Similiar to the FX BOLT EA the Retracement EA trades spikes in the direction of the initial move.
The difference lies in the timing of the entry. While FX BOLT EA opens a position using a MARKET order in the direction of the spike as soon as the data is available, Retracement EA calculates the initial spike, waits for the market to retrace and places a LIMIT order at critical Retracement points.
WHY?
Because markets very often become rapidly overbought after a news announcement. Too many people jump on the bandwagon of the announcement. Traders get trapped at the end of the spike and those who got in early take profits following the initial move.
This generates pressure against the initial move and the market fades. While the market fades people are pushed out of their positions until a new equilibrium point where the instrument becomes cheap again from a macro perspective.
This is the moment where the second wave of traders jumps in to trade the instrument in the direction of the macro trend.
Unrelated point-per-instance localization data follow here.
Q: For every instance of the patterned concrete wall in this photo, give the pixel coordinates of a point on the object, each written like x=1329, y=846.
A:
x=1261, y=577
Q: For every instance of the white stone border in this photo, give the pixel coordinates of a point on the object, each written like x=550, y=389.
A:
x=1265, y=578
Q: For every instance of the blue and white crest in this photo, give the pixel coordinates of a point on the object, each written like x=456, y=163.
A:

Usually, this also brings in higher volume traders who were constraint by the thin liquidity right at the market announcement.
Retracement EA analyses and finds the opportunities to jump on that second wave. The big advantage here is that you are trading a much more liquid market than right at the announcement. Thus, slippage, the biggest enemy of initial spike traders, is not a concern for you at this point anymore.
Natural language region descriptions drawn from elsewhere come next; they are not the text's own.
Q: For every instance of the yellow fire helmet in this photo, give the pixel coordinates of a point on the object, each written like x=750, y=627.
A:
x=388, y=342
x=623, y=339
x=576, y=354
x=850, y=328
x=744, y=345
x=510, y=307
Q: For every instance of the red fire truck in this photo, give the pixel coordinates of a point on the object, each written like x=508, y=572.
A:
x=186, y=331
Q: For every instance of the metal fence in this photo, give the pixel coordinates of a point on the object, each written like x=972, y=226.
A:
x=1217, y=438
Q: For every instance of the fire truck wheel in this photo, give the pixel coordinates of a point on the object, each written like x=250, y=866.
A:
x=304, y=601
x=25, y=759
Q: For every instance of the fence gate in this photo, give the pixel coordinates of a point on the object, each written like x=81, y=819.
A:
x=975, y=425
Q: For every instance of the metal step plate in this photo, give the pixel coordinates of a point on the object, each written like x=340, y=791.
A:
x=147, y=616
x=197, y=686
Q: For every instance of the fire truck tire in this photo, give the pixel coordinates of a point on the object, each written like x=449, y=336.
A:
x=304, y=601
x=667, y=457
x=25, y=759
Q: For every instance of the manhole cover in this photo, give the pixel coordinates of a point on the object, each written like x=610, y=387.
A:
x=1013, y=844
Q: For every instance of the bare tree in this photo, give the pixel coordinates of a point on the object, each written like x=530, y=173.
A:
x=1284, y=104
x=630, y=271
These retracements have a tendency to follow a certain pattern. They are closely aligned with typical growth patterns numbers like Fibonacci numbers. MacroSpike uses the vast history of spike data and it’s proprietary spike analysis tools to gain information about potential entry points.
The first phase of the spike may last anywhere from a few seconds to several minutes. This depends on the size of the initial spike and the liquidity of the instrument.
See some examples of typical retracement moves:
US Core CPI 2018-01-12
Following the January 2018 release of the US CPI numbers the USD/JPY spike 32 pips (111.16 – 111.48) in 90 seconds. The Dollar stalls and begins to retrace. At 08:33:30 it forms a bottom at 111.28, a 63% retracement of the initial spike. After that, the market resumes into the direction of the trend, making new highs than the initial spike high.
CA Interest Rate 2017-09-16
Following the surprising interest rate hike by the Bank of Canada in September 2016 the CAD spike 270 pips(1.2407 to 1.2137) against the Dollar. In the next 45 mins, the market retraced by 38%, finding resistance at 1.2240, before continuing to drift lower. Note how the market spike right into its 38.2 Fib-Level. Overall, this provided an opportunity for a 180 pips trade after spike.